夜明けまで(4)
「私は愚者だ」
ピアニッシモの明かりは消えた。真っ暗な世界で聞こえるのは、いつも穏やかな波の音だけだ。そして猫は剥製になったのかと勘違いするほど動かず、静かだった。
「それにしても、猫が砂浜にいるなんて珍しい。そもそも、この辺に野良猫がいること自体知らなかった」
すると猫はたった一言「お前は無知だ」と呟いた。
「無知。それは間違いない」
しかし、と猫は波の音に調和する声で展開する。
「無知な人間は成長する。無知であることを認識していれば」
「それは、私を慰めているの?」
「解釈は自由だ」
猫は自身のお腹をけむくじゃらな手でなぞり、「タバコが吸いたい」とつぶやいた。今更だが、彼の声は戦中を生き抜いた兵士のように達観していた。
「猫がタバコを吸うなんて、あり得ない」
「しかし、この世は時折あり得ないことが起こる。お前はやはり、無知だ」
すると猫は「三秒間目を瞑ってくれ」と私に言った。私はとくに歯向かう理由もなく、言われた通りにした。
一、二、三。
再び目を開けたとき、私の隣にいたのは正人だった。
「正人?」
私は思い切り目を細めてみた。それから、グッと見開いてみた。頬を叩いて、つねって、擦ってみた。また、空を見上げて星を見てみた。しかし、この世は何も変わっていない。夢へダイブしたわけではなさそうだった。
「どういうこと?」
「俺は正人ではないが、正人の意識と繋がっている」
声は先ほどの猫と同じだった。ただ、どの角度から見ようが彼の姿は正人だった。
「正人の意識?」
「そうだ。今の彼は深い眠りについている。私は彼の意識の中に入り、彼とお前を繋ぐ役目をしている。お前が話せば、それは正人の意識に残る」
「なぜ、私の話が残るの?」
「お前は夢で見た景色を全て忘れるのか?」
猫が言いたいことはわかった。私の呼吸は自然と荒くなり、少々興奮していることがわかる。
「少しくらい、覚えているよ」
「なら、彼だって少しくらい覚えているだろう。何か言いたいことがあれば、ここで言うべきだ」
私は正人に対して何が言いたい?
もう一度一緒に寝たい。しかし、それは沙耶香を裏切ることになる。付き合ってほしい。キスしてほしい。抱きしめてほしい。交わってほしい。それもまた、精神的に沙耶香の存在を殺す行為になる。

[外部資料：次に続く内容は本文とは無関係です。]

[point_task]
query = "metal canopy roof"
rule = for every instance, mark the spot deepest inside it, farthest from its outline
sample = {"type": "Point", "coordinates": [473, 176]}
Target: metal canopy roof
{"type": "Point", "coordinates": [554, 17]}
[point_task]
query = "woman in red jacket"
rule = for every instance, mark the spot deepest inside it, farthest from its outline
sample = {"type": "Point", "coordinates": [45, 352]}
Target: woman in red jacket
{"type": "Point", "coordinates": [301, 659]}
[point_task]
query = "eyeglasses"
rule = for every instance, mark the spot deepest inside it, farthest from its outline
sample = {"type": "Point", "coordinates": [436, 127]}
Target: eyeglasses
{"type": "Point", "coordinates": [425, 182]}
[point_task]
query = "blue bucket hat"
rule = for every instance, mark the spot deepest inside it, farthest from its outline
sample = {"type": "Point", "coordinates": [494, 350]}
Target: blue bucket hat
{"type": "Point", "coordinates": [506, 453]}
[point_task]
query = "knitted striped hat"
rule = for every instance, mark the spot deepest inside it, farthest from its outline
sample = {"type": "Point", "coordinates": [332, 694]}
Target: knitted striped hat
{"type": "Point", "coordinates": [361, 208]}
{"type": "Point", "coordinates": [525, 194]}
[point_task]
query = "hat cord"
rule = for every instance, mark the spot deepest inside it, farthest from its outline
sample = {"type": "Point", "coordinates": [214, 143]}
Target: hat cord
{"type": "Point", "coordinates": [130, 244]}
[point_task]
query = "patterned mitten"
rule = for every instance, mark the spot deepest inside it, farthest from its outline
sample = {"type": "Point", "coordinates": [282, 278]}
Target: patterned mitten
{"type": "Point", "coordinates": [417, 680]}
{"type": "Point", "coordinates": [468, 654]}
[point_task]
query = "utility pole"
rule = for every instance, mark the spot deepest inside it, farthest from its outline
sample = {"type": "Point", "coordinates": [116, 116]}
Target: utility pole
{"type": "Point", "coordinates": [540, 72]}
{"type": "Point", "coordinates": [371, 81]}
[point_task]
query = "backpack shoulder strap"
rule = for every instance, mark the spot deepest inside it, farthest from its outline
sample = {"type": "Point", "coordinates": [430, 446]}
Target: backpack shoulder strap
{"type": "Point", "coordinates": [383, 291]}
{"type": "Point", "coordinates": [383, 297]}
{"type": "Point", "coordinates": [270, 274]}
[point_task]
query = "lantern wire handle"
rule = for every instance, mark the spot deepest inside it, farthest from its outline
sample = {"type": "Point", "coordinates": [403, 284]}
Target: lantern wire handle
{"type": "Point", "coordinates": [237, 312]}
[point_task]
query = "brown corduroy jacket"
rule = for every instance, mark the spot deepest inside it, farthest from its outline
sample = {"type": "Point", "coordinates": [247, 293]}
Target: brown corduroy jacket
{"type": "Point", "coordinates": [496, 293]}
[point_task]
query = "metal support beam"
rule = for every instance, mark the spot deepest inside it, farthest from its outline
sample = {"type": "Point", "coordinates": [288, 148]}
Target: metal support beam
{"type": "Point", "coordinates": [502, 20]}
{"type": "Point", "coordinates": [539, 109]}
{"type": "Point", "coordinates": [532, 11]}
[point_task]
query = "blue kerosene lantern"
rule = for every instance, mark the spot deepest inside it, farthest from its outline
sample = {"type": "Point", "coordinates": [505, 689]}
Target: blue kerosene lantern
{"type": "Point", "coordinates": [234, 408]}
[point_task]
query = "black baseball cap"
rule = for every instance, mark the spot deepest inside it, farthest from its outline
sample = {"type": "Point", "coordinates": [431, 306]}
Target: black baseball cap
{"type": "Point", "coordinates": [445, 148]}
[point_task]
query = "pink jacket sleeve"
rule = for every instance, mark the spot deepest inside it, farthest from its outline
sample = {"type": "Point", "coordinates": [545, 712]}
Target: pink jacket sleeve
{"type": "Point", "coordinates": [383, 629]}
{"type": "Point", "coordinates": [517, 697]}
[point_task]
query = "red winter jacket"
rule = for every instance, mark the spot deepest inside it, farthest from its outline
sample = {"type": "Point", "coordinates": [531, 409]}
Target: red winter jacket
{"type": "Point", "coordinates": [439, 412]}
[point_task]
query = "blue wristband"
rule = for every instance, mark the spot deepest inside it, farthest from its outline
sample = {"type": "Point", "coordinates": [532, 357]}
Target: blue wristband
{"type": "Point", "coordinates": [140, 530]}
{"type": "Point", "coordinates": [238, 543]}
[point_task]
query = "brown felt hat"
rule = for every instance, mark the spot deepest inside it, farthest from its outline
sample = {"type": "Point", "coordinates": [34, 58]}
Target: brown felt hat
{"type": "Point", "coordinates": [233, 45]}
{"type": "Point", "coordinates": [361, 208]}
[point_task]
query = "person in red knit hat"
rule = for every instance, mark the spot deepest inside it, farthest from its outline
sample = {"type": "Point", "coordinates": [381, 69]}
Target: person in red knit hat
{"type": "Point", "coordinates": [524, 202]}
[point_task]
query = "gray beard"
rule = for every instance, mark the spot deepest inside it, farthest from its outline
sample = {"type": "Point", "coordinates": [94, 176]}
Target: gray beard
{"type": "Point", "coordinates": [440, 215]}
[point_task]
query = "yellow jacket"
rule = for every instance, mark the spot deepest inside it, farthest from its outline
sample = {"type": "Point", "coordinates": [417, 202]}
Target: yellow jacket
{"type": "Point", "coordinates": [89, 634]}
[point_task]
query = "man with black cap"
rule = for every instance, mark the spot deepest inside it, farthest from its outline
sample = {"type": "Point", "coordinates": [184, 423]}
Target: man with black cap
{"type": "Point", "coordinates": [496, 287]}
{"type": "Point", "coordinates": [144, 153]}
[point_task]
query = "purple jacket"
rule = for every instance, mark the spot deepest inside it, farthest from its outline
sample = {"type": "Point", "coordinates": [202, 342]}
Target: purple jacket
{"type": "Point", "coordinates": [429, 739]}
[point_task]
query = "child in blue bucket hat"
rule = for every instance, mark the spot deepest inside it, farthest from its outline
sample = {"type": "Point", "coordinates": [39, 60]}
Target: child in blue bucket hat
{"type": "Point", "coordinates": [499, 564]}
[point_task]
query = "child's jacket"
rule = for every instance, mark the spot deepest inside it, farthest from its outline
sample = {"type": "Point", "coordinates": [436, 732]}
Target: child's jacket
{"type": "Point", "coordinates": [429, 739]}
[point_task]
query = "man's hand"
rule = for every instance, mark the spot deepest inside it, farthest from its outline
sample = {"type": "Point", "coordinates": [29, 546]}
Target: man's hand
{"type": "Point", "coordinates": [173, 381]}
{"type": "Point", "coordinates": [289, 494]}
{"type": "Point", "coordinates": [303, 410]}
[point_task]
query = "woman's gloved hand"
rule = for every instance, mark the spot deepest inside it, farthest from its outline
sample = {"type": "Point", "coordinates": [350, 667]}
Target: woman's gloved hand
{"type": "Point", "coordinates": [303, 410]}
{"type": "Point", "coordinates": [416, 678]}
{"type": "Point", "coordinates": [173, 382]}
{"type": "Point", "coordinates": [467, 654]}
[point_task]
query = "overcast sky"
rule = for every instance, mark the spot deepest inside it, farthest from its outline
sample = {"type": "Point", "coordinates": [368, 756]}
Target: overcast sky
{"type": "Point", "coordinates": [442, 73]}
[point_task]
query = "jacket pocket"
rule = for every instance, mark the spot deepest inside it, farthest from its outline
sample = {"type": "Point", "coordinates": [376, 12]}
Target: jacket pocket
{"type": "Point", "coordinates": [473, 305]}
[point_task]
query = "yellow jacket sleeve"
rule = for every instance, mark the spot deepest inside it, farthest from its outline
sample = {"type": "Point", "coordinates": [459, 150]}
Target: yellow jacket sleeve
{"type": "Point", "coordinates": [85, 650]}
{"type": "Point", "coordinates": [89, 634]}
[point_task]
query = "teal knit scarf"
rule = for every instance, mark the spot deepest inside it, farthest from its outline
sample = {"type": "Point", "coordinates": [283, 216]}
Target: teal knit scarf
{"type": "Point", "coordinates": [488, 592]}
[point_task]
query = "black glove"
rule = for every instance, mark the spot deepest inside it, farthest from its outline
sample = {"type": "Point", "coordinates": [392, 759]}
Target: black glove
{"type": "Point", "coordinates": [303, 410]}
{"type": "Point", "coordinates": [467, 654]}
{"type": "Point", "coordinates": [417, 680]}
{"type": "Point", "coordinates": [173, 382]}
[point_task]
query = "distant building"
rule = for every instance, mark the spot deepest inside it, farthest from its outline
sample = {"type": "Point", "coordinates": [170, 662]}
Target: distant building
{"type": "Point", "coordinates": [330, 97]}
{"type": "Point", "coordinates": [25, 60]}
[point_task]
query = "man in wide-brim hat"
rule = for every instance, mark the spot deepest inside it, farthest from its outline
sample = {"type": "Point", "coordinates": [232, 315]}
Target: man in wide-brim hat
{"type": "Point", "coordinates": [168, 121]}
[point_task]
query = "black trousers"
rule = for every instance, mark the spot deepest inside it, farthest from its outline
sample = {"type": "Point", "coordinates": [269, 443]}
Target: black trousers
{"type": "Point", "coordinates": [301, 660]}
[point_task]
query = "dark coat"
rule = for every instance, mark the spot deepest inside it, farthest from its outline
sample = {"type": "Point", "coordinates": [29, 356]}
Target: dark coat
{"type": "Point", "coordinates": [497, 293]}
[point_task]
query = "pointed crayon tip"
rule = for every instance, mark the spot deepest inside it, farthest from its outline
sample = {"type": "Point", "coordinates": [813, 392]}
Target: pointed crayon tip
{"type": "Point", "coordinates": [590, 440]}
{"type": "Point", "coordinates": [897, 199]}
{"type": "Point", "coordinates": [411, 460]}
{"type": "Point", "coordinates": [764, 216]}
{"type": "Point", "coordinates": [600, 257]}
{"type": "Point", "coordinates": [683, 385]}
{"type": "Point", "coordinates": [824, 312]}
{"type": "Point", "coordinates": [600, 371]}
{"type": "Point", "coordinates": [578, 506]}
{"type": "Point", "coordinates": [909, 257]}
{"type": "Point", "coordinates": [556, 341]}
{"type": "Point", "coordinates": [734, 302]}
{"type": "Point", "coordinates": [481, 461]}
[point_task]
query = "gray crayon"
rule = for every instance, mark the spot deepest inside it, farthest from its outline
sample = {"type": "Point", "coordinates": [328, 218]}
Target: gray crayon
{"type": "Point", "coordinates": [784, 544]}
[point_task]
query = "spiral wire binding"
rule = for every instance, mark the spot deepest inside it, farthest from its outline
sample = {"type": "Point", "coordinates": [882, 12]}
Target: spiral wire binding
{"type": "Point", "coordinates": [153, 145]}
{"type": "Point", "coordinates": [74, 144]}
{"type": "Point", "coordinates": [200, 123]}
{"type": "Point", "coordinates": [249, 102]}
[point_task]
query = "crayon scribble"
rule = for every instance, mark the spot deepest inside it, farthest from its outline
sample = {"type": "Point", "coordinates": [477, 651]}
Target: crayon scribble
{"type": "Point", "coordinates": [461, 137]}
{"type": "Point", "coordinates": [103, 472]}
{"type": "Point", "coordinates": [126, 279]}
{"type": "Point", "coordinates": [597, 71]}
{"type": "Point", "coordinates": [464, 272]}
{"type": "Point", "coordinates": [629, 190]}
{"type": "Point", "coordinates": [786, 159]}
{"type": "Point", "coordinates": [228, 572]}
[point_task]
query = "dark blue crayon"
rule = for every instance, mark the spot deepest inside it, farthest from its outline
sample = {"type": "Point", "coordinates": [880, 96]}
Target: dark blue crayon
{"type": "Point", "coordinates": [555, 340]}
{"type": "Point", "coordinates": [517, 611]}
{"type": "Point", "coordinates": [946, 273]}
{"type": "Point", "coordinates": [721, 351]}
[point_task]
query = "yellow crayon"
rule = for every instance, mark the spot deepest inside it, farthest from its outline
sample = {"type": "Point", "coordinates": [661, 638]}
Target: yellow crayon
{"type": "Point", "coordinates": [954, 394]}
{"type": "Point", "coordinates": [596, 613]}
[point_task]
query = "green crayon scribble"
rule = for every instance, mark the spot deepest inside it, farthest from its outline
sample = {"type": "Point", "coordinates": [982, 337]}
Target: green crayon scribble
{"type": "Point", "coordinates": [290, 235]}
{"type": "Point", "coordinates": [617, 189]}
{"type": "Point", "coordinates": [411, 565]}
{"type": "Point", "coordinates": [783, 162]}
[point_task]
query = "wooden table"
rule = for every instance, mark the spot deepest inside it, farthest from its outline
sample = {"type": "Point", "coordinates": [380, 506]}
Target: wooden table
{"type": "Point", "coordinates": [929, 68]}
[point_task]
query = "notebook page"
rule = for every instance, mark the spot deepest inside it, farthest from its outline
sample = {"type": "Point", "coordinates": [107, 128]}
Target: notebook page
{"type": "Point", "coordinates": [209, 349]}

そもそも、私は正人に対して性的行為を求めているのだろうか。私に快感を抱かせるための存在だろうか。
耳を澄ませ、波の声を聞く。波は一定の音を保ったまま砂浜を喰い、居場所に戻り、また喰う。それが癒しとなるのか、それとも戦慄させるのか、人が抱く感情はそれぞれだが、今の私には波の音が精神安定剤となった。
私は言葉を紡ぐ。
「私は、正人のそばにいたい」
正人は何も言わない。ただ真っ黒な海の水面を眺めているだけだ。
「私が求めているのは、温もりだから。でも、それは身体だけではなかった。むしろ正人の心なんだ、私が求めているのは」
正人はやはり何も言わない。
「私は居場所を求めているのかもしれない」
一度息をつき、瞬きしてから正人を見ると、沙耶香に変わっていた。